Robert Mugabe, 84 años, padre fundador de Zimbabwe, eterno presidente y hombre de ya dudoso equilibrio mental, ayer volvió a hacer fraude en su país. La vieja Rhodesia, que fue el primer experimento de transición pacífica entre blancos y negros, y un modelo posible de de-sarrollo africano, es un cadáver económico. La expectativa de vida es la más baja del mundo, ya no quedan ni las medicinas más básicas, hay luz cuando hay luz, de a ratos. Mugabe ya demostró ampliamente que va a matar a su nación antes de aceptar lo inaceptable: cederle el poder a otro.

La enorme estatura de Nelson Mandela medio que esconde que Rhodesia fue el primer caso de descolonización negociada y Mugabe el primer presidente negro en dar un lugar a su minoría blanca. Rhodesia llevaba el nombre de Cecil Rhodes, el inglés que se hizo millonario en Sudáfrica, fogoneó la conquista de las repúblicas bóer del Transvaal y Orange, y pagó de su bolsillo la de los territorios al norte, que hoy forman Zambia y Zimbabwe.

Para los años sesenta la colonia era un anacronismo, un apartheid de hecho bajo bandera británica. Londres puso tantos palos en la rueda que los rodesianos declararon la independencia y formaron gobierno con Ian Smith a la cabeza. Duros y bocones como sus vecinos de habla afrikaans, los rodesianos fueron expulsados hasta de la comunidad británica de naciones, sufrieron un boicot absoluto y llegaron a tener una sola embajada, en Pretoria. Sin embargo, prosperaron a su manera chacarera, en una vida de provincias que no tuvo minifaldas y estuvo signada por una guerra brava pero razonablemente limpia contra dos guerrillas. Una era la que dirigía el expansivo, decente y trágico Joshua Nkomo, universalmente considerado el padre del nacionalismo africano moderno en el subcontinente –el norte árabe sigue otro guión–. La otra era la que teledirigía Mugabe, famoso por no haber disparado un tiro en su vida.

Para fines de los setenta, la situación era insostenible o era sólo sostenible por la masacre. Como iban a descubrir los sudafricanos una década después, un régimen en el que una muy pequeña minoría domina absolutamente a la mayoría demanda un nivel de violencia creciente, que culmina eventualmente en el genocidio. Ian Smith sigue siendo un fanático, pero nunca fue un Milosevic, por lo que en 1979 terminó sentado a una mesa tripartita como nunca se había visto. La mediaban los británicos, que de esto saben, y se sentaban el gobierno y las dos guerrillas. No fue fácil pero funcionó. Los blancos recibieron asientos reservados en el Senado por los primeros años de gobierno mayoritario, garantías a su propiedad y la promesa formal de que el aparato del Estado no sería purgado.

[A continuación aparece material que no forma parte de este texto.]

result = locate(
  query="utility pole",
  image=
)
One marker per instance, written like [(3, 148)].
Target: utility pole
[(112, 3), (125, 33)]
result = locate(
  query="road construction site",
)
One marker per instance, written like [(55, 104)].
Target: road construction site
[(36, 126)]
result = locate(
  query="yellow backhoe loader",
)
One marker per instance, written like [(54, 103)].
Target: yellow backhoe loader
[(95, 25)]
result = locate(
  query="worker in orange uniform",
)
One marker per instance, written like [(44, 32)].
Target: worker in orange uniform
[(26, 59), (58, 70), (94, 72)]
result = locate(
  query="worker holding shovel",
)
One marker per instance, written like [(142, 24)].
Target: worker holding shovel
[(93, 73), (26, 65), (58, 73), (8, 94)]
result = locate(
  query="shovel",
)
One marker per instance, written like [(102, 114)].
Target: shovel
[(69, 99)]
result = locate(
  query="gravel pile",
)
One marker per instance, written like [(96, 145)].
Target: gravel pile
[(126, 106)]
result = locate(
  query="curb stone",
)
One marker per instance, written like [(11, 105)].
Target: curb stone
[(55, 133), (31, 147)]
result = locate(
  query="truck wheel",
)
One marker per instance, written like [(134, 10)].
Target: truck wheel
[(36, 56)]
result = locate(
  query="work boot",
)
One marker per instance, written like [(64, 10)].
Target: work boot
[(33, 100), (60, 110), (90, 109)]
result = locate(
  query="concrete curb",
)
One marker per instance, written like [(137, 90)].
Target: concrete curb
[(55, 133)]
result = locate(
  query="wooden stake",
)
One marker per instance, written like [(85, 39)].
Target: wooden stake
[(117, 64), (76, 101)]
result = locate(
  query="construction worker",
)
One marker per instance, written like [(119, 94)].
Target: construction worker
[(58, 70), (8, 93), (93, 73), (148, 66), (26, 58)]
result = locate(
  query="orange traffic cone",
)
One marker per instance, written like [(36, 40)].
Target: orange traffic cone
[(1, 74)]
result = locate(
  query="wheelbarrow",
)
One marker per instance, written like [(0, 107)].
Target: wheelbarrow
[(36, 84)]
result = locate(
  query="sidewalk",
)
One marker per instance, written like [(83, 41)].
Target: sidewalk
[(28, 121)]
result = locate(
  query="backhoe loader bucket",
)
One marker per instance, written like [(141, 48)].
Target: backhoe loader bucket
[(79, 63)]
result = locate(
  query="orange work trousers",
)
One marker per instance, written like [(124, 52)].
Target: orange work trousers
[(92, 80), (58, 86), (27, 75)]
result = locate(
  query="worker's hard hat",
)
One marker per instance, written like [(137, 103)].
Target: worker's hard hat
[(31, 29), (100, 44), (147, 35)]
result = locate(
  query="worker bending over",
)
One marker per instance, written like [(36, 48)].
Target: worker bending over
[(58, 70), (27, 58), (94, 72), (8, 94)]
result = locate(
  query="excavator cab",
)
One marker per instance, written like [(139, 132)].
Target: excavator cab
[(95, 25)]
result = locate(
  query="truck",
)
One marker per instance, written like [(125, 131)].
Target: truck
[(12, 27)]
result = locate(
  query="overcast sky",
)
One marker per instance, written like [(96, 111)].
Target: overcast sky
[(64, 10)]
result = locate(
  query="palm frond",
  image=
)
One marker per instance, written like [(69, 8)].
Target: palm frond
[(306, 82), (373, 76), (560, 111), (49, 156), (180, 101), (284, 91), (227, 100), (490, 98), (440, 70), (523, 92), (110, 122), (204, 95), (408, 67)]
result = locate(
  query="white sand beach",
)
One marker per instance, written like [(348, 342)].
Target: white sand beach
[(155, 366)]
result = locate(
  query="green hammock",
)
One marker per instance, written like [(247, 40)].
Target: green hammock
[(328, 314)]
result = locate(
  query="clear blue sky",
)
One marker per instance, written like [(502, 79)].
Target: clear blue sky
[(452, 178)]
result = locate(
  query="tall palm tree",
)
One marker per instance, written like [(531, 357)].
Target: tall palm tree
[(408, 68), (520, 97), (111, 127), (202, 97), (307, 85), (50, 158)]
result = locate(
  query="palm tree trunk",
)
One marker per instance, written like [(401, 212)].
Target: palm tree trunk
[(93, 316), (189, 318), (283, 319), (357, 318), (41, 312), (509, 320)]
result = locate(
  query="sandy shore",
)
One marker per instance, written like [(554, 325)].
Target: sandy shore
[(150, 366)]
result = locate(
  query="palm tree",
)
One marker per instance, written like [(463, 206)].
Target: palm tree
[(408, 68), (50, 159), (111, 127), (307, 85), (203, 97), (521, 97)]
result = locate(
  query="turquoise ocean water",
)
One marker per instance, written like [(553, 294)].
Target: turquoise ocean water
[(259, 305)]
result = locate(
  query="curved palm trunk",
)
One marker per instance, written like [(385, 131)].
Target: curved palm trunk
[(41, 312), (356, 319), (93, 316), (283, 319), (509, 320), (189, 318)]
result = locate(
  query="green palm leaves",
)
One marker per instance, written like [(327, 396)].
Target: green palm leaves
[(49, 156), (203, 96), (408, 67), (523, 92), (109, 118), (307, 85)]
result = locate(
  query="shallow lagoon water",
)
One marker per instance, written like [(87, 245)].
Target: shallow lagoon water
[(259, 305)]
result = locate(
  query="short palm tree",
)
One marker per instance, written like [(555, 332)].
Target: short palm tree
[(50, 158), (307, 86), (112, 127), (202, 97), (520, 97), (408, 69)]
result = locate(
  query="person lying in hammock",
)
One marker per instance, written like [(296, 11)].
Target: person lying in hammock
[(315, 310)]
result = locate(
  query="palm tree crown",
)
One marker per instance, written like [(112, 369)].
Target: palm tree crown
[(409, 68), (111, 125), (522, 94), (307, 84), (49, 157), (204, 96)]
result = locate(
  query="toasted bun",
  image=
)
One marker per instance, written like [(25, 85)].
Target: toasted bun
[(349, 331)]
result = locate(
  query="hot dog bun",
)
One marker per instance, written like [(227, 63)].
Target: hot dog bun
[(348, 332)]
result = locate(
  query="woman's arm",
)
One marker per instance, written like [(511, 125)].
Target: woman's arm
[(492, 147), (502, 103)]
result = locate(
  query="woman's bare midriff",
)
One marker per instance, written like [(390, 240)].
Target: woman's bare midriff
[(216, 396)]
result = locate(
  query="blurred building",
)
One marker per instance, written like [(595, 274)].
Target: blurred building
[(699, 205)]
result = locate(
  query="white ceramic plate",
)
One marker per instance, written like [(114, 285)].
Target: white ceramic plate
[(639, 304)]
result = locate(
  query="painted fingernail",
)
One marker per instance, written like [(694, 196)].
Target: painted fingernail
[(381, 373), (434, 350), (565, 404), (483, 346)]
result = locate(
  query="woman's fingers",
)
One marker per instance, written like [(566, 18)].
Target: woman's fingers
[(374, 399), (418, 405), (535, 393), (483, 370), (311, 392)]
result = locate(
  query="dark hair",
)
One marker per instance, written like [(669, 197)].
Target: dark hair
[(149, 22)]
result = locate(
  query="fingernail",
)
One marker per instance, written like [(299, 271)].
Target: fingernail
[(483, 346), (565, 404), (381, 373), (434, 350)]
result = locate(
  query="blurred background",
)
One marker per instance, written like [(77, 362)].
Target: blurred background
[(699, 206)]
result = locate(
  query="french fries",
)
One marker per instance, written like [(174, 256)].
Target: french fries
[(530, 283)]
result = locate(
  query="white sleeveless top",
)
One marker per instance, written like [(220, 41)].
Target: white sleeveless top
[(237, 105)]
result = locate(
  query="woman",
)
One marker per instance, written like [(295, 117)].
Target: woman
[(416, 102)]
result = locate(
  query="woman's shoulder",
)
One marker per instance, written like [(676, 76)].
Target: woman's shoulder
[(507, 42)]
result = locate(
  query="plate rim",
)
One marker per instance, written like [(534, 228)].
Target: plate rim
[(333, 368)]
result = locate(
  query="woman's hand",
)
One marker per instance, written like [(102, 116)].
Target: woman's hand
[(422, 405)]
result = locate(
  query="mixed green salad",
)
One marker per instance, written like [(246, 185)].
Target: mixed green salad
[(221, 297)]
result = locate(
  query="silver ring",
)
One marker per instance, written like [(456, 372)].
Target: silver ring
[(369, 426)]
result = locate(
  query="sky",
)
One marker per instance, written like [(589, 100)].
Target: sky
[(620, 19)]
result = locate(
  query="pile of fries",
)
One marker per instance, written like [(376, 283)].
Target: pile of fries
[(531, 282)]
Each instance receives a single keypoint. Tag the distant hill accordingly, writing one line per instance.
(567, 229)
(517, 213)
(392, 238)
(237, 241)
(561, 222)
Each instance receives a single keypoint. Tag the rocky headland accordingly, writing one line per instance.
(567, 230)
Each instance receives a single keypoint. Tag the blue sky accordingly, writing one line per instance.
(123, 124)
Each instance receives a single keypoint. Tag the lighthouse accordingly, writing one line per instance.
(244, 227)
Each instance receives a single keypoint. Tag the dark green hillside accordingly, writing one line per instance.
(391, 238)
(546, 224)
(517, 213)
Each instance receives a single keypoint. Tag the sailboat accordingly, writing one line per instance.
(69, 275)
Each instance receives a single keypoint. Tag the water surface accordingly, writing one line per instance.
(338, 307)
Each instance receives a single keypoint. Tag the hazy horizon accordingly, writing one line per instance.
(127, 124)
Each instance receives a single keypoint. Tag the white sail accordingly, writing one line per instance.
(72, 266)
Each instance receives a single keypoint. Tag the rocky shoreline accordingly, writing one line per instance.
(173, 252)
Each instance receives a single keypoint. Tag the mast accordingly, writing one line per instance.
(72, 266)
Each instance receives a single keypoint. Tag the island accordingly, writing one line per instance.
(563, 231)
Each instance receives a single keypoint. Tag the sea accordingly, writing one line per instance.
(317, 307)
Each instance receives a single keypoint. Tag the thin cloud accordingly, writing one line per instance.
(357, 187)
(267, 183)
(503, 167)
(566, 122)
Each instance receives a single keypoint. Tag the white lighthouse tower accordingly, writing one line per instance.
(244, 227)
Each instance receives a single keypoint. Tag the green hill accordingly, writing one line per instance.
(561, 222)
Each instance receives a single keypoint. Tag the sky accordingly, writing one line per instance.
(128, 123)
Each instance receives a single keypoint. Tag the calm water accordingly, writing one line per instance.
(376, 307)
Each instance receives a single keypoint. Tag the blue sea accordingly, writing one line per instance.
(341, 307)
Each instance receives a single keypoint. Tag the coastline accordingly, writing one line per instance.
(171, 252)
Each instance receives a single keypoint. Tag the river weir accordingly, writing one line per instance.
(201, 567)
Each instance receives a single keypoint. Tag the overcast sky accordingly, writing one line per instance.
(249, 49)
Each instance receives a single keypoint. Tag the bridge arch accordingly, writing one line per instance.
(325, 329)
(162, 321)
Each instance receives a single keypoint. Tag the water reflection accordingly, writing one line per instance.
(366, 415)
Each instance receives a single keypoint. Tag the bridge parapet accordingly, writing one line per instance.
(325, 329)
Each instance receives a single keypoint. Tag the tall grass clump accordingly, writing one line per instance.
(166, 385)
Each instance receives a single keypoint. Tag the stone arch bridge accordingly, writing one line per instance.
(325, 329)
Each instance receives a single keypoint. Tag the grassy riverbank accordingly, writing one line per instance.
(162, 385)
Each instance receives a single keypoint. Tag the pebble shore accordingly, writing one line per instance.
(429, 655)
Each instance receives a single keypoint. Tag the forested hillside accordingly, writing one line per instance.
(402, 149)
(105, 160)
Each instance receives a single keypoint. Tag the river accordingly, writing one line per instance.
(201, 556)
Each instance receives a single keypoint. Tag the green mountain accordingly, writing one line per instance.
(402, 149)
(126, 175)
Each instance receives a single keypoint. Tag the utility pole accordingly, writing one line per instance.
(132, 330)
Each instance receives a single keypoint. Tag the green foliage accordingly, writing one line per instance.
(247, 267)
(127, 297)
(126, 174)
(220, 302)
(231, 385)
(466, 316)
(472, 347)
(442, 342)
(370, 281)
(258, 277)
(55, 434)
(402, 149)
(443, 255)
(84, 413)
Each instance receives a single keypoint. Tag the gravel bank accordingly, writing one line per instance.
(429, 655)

Así, en 1980 hubo elecciones, Mugabe pasó a ser primer ministro ganándole por los pelos a Nkomo, Rhodesia desapareció legalmente y apareció Zimbabwe, con la rebautizada Harare como capital. Para sorpresa general, Mugabe abrió un discurso conciliador y arrancó una política de ampliar los beneficios de la vida moderna para la mayoría, sin atacar a la minoría. Zimbabwe floreció y se hizo famosa en el continente como el país con la mayor tasa de educación, los mejores hospitales y rutas, las campañas de vacunación más amplias y un verdadero boom de la cultura. De esos primeros años vienen la Feria del Libro de Harare y la fama de autores como Dambudzo Marechera, un raro caso de escritor africano de vanguardia. Es difícil explicar el valor que tuvo como modelo de gestión: Sudáfrica era –-y es– el país más desarrollado de Africa, pero Zimbabwe tenía un gobierno realmente democrático y plural, libertad y justicia social crecientes. No extraña que Pretoria odiara a su vecino y le hiciera las mil y una, de sabotajes a desplantes e incursiones.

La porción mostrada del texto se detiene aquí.